Die Ritter waren in ihr Gelag und ihre
Vorstellungen des bevorstehenden Zuges vertieft,
und bemerkten nicht, daß Heinrich sich entfernte.
Er fand seine Mutter in traulichem Gespräch mit
der alten, gutmütigen Frau des Schlosses, die ihn
freundlich bewillkommte. Der Abend war heiter; die
Sonne begann sich zu neigen, und Heinrich, der
sich nach Einsamkeit sehnte, und von der goldenen
Ferne gelockt wurde, die durch die engen, tiefen
Bogenfenster in das düstre Gemach hineintrat,
erhielt leicht die Erlaubnis, sich außerhalb des
Schlosses besehen zu dürfen.
Er eilte ins Freie, sein ganzes Gemüt war rege, er
sah von der Höhe des alten Felsen zunächst in das
waldige Tal, durch das ein Bach herunterstürzte
und einige Mühlen trieb, deren Geräusch man kaum
aus der gewaltigen Tiefe vernehmen konnte, und
dann in eine unabsehliche Ferne von Bergen,
Wäldern und Niederungen, und seine innere Unruhe
wurde besänftigt. Das kriegerische Getümmel verlor
sich, und es blieb nur eine klare bilderreiche
Sehnsucht zurück. Er fühlte, daß ihm eine Laute
mangelte, so wenig er auch wußte, wie sie
eigentlich gebaut sei, und welche Wirkung sie
hervorbringe. Das heitere Schauspiel des
herrlichen Abends wiegte ihn in sanfte Phantasieen:
die Blume seines Herzens ließ sich zuweilen, wie
ein Wetterleuchten in ihm sehn. – Er schweifte
durch das wilde Gebüsch und kletterte über
bemooste Felsenstücke, als auf einmal aus einer
nahen Tiefe ein zarter eindringender Gesang einer
weiblichen Stimme von wunderbaren Tönen begleitet,
erwachte.
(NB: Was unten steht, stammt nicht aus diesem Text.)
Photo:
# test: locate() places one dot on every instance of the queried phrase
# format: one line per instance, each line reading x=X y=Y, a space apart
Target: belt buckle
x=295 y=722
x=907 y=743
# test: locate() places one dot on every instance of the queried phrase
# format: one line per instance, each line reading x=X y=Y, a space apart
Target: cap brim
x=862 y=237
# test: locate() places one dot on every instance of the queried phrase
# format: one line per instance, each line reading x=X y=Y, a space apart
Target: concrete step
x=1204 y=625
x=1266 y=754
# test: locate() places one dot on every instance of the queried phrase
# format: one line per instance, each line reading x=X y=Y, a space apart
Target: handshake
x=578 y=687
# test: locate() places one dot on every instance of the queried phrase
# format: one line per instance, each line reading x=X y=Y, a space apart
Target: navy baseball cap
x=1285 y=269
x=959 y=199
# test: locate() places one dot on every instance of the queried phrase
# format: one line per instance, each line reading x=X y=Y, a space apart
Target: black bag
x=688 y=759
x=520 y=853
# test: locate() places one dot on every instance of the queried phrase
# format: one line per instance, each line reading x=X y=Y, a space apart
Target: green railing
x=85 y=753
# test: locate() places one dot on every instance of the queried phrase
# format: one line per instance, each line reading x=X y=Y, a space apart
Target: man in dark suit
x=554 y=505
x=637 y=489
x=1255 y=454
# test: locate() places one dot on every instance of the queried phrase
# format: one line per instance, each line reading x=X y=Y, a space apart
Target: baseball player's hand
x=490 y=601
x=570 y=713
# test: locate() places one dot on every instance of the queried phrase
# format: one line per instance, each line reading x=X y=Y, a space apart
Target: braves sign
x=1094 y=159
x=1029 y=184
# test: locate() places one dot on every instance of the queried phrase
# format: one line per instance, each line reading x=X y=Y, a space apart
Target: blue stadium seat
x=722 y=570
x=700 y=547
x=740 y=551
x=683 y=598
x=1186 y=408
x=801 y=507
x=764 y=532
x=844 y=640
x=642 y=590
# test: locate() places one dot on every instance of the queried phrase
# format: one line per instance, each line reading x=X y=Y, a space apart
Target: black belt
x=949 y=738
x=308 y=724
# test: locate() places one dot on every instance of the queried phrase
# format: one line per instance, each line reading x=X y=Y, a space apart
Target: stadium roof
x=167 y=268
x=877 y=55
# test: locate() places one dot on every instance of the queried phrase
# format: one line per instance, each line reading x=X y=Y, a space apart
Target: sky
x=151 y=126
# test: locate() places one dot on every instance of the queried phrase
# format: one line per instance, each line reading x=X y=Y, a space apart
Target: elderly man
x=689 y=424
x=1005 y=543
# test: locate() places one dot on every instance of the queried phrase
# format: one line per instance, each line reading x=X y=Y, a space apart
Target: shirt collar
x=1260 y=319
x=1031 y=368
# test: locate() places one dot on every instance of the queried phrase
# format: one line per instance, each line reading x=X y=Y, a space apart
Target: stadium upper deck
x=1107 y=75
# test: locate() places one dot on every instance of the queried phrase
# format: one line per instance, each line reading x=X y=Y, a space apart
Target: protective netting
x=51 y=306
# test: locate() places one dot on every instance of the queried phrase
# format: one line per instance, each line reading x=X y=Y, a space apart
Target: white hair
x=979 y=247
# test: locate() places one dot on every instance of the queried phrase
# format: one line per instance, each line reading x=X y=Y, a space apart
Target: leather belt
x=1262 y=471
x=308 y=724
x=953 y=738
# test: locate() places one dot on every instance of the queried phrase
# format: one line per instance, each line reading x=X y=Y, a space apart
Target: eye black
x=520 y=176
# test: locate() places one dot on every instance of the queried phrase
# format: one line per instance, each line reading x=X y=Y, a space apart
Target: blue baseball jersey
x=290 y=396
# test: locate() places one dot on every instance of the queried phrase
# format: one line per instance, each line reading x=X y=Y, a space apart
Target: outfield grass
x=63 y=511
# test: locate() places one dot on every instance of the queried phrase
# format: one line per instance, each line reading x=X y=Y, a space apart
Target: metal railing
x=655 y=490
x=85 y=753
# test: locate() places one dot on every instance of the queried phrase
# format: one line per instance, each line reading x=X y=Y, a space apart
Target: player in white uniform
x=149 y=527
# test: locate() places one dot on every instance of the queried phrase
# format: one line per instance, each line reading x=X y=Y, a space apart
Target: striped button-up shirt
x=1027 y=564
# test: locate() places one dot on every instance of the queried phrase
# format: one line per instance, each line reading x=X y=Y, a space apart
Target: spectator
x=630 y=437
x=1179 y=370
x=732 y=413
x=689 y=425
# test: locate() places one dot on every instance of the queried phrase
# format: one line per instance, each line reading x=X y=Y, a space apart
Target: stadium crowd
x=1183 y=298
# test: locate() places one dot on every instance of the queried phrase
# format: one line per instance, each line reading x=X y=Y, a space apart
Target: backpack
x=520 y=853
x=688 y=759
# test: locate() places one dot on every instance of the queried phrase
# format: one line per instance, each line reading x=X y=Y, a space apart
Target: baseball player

Es war ihm gewiß, daß es eine Laute sei;
er blieb verwunderungsvoll stehen, und hörte in
gebrochner deutscher Aussprache folgendes Lied:
Bricht das matte Herz noch immer
Unter fremdem Himmel nicht?
Kommt der Hoffnung bleicher Schimmer
Immer mir noch zu Gesicht?
Kann ich wohl noch Rückkehr wähnen?
Stromweis stürzen meine Tränen,
Bis mein Herz in Kummer bricht.
Könnt ich dir die Myrten zeigen
Und der Zeder dunkles Haar!
Führen dich zum frohen Reigen
Der geschwisterlichen Schar!
Sähst du im gestickten Kleide,
Stolz im köstlichen Geschmeide
Deine Freundin, wie sie war.
Edle Jünglinge verneigen
Sich mit heißem Blick vor ihr;
Zärtliche Gesänge steigen
Mit dem Abendstern zu mir.
Dem Geliebten darf man trauen;
Ewge Lieb und Treu den Frauen,
Ist der Männer Losung hier.
Hier, wo um kristallne Quellen
Liebend sich der Himmel legt,
Und mit heißen Balsamwellen
Um den Hain zusammenschlägt,
Der in seinen Lustgebieten,
Unter Früchten, unter Blüten
Tausend bunte Sänger hegt.
Fern sind jene Jugendträume!
Abwärts liegt das Vaterland!
Längst gefällt sind jene Bäume,
Und das alte Schloß verbrannt.
Fürchterlich, wie Meereswogen
Kam ein rauhes Heer gezogen,
Und das Paradies verschwand.
Fürchterliche Gluten flossen
In die blaue Luft empor,
Und es drang auf stolzen Rossen
Eine wilde Schar ins Tor.
Säbel klirrten, unsre Brüder,
Unser Vater kam nicht wieder,
Und man riß uns wild hervor.
Meine Augen wurden trübe;
Fernes, mütterliches Land,
Ach, sie blieben dir voll Liebe
Und voll Sehnsucht zugewandt!
Wäre nicht dies Kind vorhanden,
Längst hätt ich des Lebens Banden
Aufgelöst mit kühner Hand.
(RUB 8939, S. 54–56)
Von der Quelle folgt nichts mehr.